Décomposons le retournement lui-même : en premier lieu il y a la réalisation d’une différence (non souhaitée ou souhaitée par un départ, volontaire ou non), puis un retournement du regard d’abord, pour tenter d’évaluer cette différence (donc comparaison), suit, si la comparaison était à son avantage, la volonté de revenir au passé, et donc une volte de l’être dans son ensemble. Le retournement lui-même est donc pluriel : regard autour de lui, puis regard en arrière, puis mouvement vers l’arrière.

 

Le mythe du retour :

Parce qu’il est temporel, et non spatial, le retour s’oppose également au revenir en ce qu’il est toujours un échec. On peut revenir dans un lieu, non dans le temps. Mais au-delà de cette inexorabilité du temps, l’impossibilité du retour est au fondement même de la dynamique du retour. En effet, le revenir implique le départ de l’individu alors que le retour implique le départ de la chose elle-même (ce à quoi peut se doubler un départ de l’individu, mais pas nécessairement). Et c’est la conscience même de ce départ qui est le préliminaire au geste du retournement. On se retourne en arrière parce que l’arrière n’existe plus.

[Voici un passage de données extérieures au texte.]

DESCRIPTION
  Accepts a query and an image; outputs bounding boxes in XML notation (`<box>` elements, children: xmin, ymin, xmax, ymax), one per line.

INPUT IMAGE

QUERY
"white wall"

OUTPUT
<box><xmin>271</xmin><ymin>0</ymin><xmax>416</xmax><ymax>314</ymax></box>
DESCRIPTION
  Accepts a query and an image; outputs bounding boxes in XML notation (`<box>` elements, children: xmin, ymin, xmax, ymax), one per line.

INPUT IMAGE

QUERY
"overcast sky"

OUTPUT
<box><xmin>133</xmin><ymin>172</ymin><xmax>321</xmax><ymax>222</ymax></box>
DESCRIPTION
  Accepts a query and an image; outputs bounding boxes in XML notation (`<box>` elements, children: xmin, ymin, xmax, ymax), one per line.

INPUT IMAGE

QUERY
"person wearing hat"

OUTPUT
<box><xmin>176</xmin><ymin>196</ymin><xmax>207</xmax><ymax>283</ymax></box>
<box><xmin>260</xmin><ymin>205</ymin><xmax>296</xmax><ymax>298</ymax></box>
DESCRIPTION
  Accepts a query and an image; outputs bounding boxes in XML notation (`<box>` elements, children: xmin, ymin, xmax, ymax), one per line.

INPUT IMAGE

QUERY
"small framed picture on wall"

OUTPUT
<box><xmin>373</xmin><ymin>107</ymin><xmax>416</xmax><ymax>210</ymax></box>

Le retour est donc le mouvement de redirection initié au moment même où la cible disparait.. Ne reste donc que la direction. Qu’en advient-il ? Une pure construction de l’esprit. Le retour est toujours la course après un mythe, petite mythologie personnelle, construction fantasmée de soi et des autres, ou grande fable mythologique d’un âge d’or paysan et arcadien. Et, on le sait, ce mythe est souvent vide de contenu, le retour a tendance à devenir sa propre direction, à se viser lui-même, serpent se mordant la queue.

Le passé, l’arrière, tels les pas d’Eurydice, nous appellent pour s’évanouir dans notre tour de nuque. Et c’est quand ils cessent totalement que l’on se retournent sur eux, lourd d’une insupportable angoisse.

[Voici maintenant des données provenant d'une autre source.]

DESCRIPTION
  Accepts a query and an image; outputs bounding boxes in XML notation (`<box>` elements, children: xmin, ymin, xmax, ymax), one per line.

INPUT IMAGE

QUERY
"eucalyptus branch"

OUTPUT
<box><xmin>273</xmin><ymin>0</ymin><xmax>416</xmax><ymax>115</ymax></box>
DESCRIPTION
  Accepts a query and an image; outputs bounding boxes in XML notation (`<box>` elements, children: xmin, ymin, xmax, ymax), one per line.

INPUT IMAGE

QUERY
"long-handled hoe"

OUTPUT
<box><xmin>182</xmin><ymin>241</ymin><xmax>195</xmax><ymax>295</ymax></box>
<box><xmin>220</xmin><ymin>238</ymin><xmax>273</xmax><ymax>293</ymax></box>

Mais faut-il pour autant le dévaluer ? Que sauver du mouvement de retour ?

Conseiller de n’opérer le retour qu’en connaissance de cause de cette mythologie du retour, en dialogue avec ses propres projections fantasmées. Certes, mais encore ?

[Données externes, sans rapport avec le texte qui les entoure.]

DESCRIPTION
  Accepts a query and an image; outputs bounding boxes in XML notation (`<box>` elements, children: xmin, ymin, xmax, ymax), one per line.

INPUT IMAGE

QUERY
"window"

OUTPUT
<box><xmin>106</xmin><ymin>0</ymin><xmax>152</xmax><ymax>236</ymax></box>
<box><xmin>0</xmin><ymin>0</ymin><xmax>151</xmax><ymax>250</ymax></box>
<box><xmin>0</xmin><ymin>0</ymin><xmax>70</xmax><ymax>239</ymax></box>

Comme nous l’avons vu, le processus du retournement est complexe : on est en rapport avec la contemplation d’un présent qui fait vouloir le passé. Comment créer et devenir dans une telle situation ? Tout l’enjeu du retour serait de l’opérer sans pour autant rejeter le présent à la fois comme interface de nos interactions avec le monde (et donc en tant que terrain d’action) et comme horizon global de nos projections.

Cela consisterait-il à dire que le retour n’est finalement que le geste du retournement, perpétuel et répété dans les deux sens, et que dès qu’il devient mouvement vers l’arrière ou le passé, il est revenir ?

L’objectif éthique serait alors de conserver la pureté des deux sphères, de préserver la linéarité du revenir de la rupture du retour, et de conserver au retour la pureté des retournements. On reviendrait pour revenir, et on se retournerait pour regarder, évaluer, penser.

Ce retour pur de tout revenir serait alors l’action de regarder autour de soi, prolongé par une considération sur le passé ; le bref geste de recul qui se défait de notre rapport immédiat au présent pour le considérer, et qui rentre en soi pour comparer ; un regard prolongé d’une mise en perspective, la réappropriation de son propre présent par sa mise en perspective dialogique avec un passé mythique.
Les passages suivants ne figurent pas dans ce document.